In discussing Cret’s work on the Rodin Museum, Brownlee pointed out that although his client, theater magnate Jules Mastbaum, instructed him to consider Versailles’ Petit Trianon while designing, Cret “diluted and simplified the classical details until they seem more like abstract geometry than historical citations.” In discussing another art-filled millionaire manse, the Merion-based Barnes Foundation (a new version of which would end up on the Parkway nearly a century later), Brownlee also saw modernity in its lack of corridors and its straight routes. The Barnes was a place that looked to the “strong and progressive” ornamentation of the Arts and Crafts movement, he added. It was also a space where “visitors were given no respite from looking.”

For Cret, modernism was a way of life, not just a style, Brownlee concluded. “His modern architecture was as varied and as complex as the modern world.”

 

Following Brownlee, French-born Marc Vincent Gr’94, a former professor of art history at Baldwin Wallace University, noted that Cret’s early Parisian mentors, Julien Guadet and Jean-Louis Pascal, had emphasized process, clarity, moderation, and avoiding an overly strict adherence to theory. Suggesting that Cret had taken those lessons to heart, Vincent summed up the architect’s approach as falling “between column and I-beam”—in other words, between classicism and modernism.

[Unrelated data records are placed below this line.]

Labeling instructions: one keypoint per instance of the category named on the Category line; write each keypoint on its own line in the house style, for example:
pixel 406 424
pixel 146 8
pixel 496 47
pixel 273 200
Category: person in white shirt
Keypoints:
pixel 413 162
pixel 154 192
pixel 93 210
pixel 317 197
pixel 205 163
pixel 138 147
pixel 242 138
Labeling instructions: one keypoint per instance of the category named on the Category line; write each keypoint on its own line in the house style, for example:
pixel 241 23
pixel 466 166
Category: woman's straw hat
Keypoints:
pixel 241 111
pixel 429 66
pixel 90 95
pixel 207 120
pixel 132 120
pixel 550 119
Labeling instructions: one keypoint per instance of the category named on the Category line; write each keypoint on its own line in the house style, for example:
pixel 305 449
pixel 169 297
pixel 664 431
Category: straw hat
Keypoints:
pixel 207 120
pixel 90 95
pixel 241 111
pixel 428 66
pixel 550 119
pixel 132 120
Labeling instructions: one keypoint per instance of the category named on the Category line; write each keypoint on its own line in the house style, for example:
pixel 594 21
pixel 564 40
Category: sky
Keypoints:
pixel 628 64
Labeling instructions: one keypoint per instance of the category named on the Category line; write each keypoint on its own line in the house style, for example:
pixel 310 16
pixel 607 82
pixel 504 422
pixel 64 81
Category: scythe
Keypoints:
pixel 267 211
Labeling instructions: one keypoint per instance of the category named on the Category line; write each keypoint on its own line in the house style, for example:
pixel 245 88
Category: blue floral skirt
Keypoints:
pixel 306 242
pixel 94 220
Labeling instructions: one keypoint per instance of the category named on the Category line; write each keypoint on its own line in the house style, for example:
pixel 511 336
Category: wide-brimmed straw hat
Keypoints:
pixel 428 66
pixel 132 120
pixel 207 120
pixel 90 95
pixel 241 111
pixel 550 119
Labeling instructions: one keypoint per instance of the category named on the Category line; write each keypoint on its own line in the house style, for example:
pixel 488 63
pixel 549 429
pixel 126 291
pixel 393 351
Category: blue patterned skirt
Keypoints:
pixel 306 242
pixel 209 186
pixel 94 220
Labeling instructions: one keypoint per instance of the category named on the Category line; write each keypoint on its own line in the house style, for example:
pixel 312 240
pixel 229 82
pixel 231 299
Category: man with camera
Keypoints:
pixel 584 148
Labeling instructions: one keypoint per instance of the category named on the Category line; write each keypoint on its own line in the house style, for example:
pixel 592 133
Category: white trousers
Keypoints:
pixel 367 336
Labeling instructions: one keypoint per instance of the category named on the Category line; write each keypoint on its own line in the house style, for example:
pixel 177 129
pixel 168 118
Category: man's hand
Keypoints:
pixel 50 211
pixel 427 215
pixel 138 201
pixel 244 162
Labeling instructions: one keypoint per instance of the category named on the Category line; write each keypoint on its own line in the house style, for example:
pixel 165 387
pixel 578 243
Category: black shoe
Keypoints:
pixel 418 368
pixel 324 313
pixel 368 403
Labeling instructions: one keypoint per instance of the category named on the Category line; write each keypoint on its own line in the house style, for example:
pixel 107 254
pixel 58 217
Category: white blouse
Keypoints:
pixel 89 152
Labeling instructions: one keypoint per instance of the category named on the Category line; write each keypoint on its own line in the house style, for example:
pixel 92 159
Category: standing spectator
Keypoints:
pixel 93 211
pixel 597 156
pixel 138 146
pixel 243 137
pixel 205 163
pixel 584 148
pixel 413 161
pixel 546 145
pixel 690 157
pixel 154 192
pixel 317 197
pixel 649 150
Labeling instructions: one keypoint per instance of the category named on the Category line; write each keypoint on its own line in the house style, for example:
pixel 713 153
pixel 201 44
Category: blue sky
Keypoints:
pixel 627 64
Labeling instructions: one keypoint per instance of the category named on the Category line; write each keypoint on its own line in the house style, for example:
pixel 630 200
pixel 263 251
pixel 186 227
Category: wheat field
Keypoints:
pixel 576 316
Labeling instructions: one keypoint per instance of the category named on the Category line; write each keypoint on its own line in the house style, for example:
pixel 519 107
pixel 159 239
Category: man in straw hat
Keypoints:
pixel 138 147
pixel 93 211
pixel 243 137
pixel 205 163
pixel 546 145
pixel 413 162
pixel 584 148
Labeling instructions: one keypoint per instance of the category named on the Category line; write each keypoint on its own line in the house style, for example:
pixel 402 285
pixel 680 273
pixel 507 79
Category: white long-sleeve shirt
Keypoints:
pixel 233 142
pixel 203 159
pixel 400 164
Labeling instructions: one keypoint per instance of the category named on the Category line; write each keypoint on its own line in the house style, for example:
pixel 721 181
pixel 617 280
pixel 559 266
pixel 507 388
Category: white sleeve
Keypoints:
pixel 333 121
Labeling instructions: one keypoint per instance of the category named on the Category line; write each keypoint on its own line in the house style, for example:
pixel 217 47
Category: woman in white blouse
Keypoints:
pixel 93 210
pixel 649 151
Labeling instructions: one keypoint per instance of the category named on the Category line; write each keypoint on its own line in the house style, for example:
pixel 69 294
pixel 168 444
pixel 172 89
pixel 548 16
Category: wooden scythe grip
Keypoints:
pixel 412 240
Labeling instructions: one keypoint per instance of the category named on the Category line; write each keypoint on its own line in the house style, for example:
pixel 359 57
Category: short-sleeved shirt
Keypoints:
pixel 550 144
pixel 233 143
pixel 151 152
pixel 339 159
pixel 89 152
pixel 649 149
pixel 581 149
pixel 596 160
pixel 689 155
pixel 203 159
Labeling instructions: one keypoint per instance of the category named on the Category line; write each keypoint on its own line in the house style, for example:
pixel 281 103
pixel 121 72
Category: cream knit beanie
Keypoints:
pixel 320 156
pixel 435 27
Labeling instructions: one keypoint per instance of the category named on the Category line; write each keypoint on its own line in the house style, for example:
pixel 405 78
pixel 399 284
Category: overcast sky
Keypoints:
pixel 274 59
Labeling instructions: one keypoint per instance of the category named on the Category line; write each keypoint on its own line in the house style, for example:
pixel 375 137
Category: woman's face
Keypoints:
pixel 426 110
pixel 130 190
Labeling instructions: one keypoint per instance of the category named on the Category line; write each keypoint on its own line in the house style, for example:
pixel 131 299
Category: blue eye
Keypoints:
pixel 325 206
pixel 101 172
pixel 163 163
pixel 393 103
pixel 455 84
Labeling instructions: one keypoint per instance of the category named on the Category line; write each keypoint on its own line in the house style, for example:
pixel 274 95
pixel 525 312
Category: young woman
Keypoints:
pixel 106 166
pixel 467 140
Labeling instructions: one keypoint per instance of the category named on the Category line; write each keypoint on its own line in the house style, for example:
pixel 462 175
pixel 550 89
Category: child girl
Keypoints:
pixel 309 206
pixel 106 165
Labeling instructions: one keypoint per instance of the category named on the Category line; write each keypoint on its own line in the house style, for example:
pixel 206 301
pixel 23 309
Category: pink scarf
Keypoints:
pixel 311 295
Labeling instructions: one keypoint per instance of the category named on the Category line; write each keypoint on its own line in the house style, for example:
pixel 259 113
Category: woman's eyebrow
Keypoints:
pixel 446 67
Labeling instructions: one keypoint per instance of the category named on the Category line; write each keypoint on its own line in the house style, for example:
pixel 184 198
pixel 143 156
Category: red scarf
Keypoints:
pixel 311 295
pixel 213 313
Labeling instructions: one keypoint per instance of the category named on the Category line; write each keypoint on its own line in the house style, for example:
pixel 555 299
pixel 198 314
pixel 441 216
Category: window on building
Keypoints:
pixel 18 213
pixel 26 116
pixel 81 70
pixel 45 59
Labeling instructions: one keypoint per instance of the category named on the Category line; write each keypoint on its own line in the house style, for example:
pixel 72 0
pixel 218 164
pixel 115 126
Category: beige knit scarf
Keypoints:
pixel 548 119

The most intriguing title of the day, Nioc! Nioc-Nioc!, went to Penn’s Alisa Chiles, a PhD candidate in art history. Cret had scrawled the French phrase (roughly translated as quack, quack-quack) on a photo of himself in uniform at the Battle of the Somme, an ironic comment on the patient trudge of his ever-marching troops. Besides such humorous touches, she said, his letters home also revealed the grave dangers he faced: Cret survived at least three gas attacks and narrowly missed being killed by German shells on at least two occasions. At one point, reports reached Penn that he had actually been killed in battle, causing great distress both on campus and throughout the city, she noted. Fortunately, those reports were wrong, though he did suffer permanent hearing loss.

After the War, Cret received the Croix de Guerre and designed several French battlefield memorials for Americans who had died fighting there. (By then he had designed a memorial at Valley Forge in 1914 and would go on to design another at Gettysburg in 1938.) After facing brutal, life-threatening hardships, Chiles summed up, Cret (who became a United States citizen in 1927) “translated his passion for Franco-American alliances into a new classical language of architecture that transcended national borders.”

Over the years, Cret and his architecture courses steadily gained in reputation at Penn, sending forth a steady stream of future architects whose work was regularly recognized by national organizations. But his real legacy was his own work in his adopted city.

“Cret is by any measure one of the major architects of the 20th century,” said Pulitzer Prize-winning architecture critic Paul Goldberger in his keynote address. “The modern classicism of Philadelphia, and particularly of Cret, possesses a grace and subtlety … Monumentality, well-executed, is a gift which reminds us that Philadelphia is a city that believes in the public realm.”